Katarina Skoberne, OpenAd.net
Nic Perkin, The Receivables Exchange
Jessica Morris, OurStage.com
The March iBreakfast was notable for showing how to put the world to work for you by tapping into idea marketplaces. This is not about Wiki software per se but about extracting value from the universe simply by putting it to work for you. We call it Collaboratition – motivating people to work together or against each other for a common purpose.
We looked at 3 companies using some form of Collab – in music, advertising and monetizing receivables.
OpenAd.net is a really good example of all of the above because it is a great way for marketers and advertisers to reach out to the world creative community for ideas. They pay OpenAd a fee of several thousand dollars and then put out a brief to their community of 10.000+ creatives worldwide and offer a prize – typically between $500 and $2000 – for a fleshed-out campaign idea. The concepts pour in. The most famous being one set up by Bono to retire 3rd World Debt. But many Fortune 500 companies like Gillette participate too.
And where does this groundbreaking company, now with offices in the US hail from? Slovenia.
Next, we looked at The Receivables Exchange, which monetizes the short term loan you give to customers when you allow them terms of 30 – 90 days. From their perspective this is a free loan which, worldwide is worth around $2.3 trillion. Now that’s a nice number!
This is often called factoring and normally, companies call their bank or a factoring company and get the best deal they can which is typically around 15-25% in annualized interest. By creating an open exchange, suddenly you have made your business opportunity available to the world and your interest comes down dramatically. Investors tend to get a very good return for their risk too.
Finally, there is OurStage.com, a music judging and promotion site which covers just about every genre from rap to world music as well video. It is open to all comers and has a monthly contest for around $500 in prizes in each category. The dynamics are very interesting. Aside from raising $13 million, the site has grown quickly and attracts 1.2 million monthly uniques.

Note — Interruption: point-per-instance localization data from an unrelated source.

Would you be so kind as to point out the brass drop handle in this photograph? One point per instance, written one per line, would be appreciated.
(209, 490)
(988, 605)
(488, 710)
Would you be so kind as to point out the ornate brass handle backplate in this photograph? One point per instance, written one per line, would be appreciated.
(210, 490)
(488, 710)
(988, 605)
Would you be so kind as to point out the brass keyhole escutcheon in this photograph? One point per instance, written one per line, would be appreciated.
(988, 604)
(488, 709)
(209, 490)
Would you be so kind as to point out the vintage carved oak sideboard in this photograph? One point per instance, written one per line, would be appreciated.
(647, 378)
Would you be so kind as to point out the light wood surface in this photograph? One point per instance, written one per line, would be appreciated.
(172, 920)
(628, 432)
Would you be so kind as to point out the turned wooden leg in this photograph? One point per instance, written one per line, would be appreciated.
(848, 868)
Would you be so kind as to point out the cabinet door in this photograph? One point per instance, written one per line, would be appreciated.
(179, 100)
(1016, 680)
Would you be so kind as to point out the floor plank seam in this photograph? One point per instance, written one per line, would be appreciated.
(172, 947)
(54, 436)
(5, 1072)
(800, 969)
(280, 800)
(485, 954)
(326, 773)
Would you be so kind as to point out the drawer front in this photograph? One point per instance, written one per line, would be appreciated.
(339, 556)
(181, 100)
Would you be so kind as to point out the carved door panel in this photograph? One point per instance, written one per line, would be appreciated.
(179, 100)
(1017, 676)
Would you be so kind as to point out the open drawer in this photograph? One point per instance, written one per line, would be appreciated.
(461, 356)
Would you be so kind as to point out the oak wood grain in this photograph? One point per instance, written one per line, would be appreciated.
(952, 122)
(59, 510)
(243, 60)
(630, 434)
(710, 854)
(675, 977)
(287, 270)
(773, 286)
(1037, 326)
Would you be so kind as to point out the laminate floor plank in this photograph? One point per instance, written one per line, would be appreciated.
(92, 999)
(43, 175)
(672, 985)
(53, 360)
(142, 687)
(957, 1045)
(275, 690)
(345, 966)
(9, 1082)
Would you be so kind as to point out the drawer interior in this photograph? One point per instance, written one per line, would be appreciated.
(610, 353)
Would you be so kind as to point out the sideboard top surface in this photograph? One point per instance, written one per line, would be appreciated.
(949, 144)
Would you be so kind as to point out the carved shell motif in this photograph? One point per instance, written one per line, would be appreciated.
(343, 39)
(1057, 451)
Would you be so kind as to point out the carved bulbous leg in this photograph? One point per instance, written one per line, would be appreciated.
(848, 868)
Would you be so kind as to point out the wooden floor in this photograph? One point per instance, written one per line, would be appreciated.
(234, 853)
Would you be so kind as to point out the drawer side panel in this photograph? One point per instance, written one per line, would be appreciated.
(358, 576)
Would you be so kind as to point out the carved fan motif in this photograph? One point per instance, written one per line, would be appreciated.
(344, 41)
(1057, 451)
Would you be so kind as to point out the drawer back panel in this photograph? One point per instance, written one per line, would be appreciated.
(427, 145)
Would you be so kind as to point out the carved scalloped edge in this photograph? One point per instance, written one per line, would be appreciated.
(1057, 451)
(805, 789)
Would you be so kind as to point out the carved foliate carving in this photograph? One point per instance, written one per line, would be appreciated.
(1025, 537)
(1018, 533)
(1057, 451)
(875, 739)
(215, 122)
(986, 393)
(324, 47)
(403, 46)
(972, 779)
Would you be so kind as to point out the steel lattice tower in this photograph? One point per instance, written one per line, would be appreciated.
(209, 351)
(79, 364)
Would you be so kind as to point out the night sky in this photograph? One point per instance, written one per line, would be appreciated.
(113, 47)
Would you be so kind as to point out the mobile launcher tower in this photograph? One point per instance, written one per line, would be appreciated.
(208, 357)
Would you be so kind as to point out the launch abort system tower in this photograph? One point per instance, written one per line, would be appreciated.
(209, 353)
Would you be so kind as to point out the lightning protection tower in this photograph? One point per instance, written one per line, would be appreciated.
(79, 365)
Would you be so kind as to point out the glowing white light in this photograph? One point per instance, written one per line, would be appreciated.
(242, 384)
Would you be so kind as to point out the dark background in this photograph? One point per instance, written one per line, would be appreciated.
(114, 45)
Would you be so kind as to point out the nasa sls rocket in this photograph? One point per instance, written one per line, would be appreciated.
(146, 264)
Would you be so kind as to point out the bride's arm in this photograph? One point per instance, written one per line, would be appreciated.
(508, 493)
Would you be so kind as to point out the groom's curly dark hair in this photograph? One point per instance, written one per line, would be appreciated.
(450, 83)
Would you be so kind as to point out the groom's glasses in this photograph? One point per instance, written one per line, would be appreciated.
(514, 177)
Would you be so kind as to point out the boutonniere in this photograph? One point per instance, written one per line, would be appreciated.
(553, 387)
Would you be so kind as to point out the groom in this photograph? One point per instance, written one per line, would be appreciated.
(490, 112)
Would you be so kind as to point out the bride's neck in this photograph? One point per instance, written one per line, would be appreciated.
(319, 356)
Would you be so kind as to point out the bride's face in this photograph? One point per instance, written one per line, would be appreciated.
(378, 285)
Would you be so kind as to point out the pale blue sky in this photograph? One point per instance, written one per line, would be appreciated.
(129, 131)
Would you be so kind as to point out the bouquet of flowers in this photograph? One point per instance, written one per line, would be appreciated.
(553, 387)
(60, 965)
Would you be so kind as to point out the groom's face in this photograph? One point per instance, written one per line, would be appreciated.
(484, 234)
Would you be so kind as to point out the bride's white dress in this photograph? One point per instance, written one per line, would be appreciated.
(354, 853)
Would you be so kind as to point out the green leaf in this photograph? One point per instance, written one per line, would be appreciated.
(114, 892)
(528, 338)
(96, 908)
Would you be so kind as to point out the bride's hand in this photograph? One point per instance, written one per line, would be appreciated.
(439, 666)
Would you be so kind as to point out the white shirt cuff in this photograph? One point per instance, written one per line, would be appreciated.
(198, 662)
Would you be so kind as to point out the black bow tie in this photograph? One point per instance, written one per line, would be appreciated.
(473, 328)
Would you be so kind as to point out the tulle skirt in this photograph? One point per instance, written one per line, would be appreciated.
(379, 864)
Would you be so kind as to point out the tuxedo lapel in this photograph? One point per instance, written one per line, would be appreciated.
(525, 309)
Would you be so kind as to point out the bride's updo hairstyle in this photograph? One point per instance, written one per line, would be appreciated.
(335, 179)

Visitors are asked to judge two songs whenever they log on and here’s the secret – it is a “thin slicing” approach - you only have to listen to the first 15 seconds to judge. Naturally, that favors songs with the hooks up front, but even so, by aggregating the scores on these microjudgements, they come up with a good index of what is hot. Any musician, amateur or pro can submit and there is no fee. The site makes money through ads, selling songs and sending out the cream of the crop to record co.’s and concert organizers.
The eye-opening part is how they grew – by the musicians themselves, of course. That’s because today, every busker worth their salt has an email list and their own little marketing machine called: “emails to fans.” It can be postcards toom but you can’t beat the price of emails
So the lessons learned are: figure out who can be motivated to help you (especially ones who can multiply your message), how to reach them and how to execute with a great site. This is a key point because so much of this intangible that the IP rights are a critical issue.
The metaphor we chose to set this show in motion are UFOs and the Web, partly because, like the value concepts of Wikinomics, they have a way of popping out of nowhere and people seem hellbent on uploading these videos by boatload onto YouTube. The motivator appears to be the ubiquity of camcorders and a desire to let the world know you’re not crazy. Or is it too much Photoshop? Either way, the world works for you – you just need to figure out how to tap into it.